There are a considerable number of instances where landlords have constructed houses, and neglected to make roads to those houses, and then the people concerned have called upon the local authority to make good the neglect of the landlord. That happens quite frequently in many parts of Great Britain. My difficulty is that the local authority is the sole body to decide whether it will or will not make up the roadway. I have no power to coerce the local authority. The landlord can make the roadway There has been a good deal of correspondence between the landlord and the local authority on this matter. So far, the local authority says it is not prepared to spend money in this way, and I am reluctant to bring any pressure to bear on the local authority to do what it is disinclined to do, because, as I say, I have no locus in the matter. I have no power to make the road, except in very special circumstances, and the county council the sole determining body.

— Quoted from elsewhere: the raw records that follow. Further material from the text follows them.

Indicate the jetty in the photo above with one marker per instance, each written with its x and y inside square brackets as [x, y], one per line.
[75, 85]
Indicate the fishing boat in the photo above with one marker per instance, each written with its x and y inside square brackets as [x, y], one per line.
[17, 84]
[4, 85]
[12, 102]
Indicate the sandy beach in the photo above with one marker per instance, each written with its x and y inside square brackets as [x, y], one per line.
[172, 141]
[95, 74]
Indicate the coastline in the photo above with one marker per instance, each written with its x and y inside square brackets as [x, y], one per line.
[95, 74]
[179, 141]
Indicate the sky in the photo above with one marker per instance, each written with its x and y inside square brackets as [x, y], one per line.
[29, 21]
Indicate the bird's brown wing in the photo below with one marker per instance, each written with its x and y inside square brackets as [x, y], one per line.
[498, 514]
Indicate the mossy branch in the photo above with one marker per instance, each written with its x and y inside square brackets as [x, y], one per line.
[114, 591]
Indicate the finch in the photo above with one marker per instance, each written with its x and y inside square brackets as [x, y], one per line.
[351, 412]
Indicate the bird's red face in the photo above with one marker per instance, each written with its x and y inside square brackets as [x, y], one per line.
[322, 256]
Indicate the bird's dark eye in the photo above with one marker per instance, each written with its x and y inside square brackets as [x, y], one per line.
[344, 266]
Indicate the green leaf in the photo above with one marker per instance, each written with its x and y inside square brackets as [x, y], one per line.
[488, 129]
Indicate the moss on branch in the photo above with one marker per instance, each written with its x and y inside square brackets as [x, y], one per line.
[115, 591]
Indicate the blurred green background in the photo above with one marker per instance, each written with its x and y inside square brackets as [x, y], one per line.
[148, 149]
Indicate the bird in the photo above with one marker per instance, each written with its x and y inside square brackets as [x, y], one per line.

To my mind the whole difficulty is that it is a housing problem. If there were houses available I would not ask for anything, but as there are not houses available, is it not possible to give a grant? It would only amount to £30 per house.

I was coming to that. I do not accept the position that if a roadway is not made, the houses will not be tenanted There are large numbers of houses in Great Britain which ought not to be tenanted, but, as a consequence of our deplorable housing situation they are tenanted. We are doing our very utmost, with limited resources, to try to make the position better. I am not satisfied that this is a housing problem in the sense in which the hon. Member is suggesting that it is a housing problem. But, I am quite sure that these people would go on living in these houses, although in fact they would be suffering quite considerable privation by doing so.

A number of estimates have been made. My surveyors have been on the site surveying it and have provided me with a number of different estimates. They agree with the county council that the making of an adequate roadway over the shortest route would cost about £2,000. The hon. Member says that the surveyor of the estate concerned says it would cost something like £750

Seven hundred and fifty pounds to £1,000 Of course, if we reduce the figure much further it might be within the financial competence of the landlord to make the road, if he chooses to do so. The fact is that when the local authority steps in to make a roadway it has to make an adequate roadway. It always does so. When the landlord makes a roadway, he usually puts a very superficial surface on, and does not ballast it properly. Usually there are heavy maintenance charges, which consequently fall on the local authority, who are deluded into taking the roadway over when they think the landlord has made it. The local authority looks at the maintenance cost and the landlord looks at the initial cost. That arises on many occasions. However, it does not look to me as though these people will be able to obtain houses in a more desirable place in the very near future. I, myself, would take the view that the local authority might consider the matter, and see whether it is not possible to improvise a roadway that can be used for this hamlet in the next few years. But, as I said earlier, I have no power to coerce them. I hope that continued correspondence between the hon. Member and the local authority will be more fruitful than it has hitherto been.

Question put, and agreed to.

Adjourned accordingly at Sixteen Minutes past Ten o'Clock.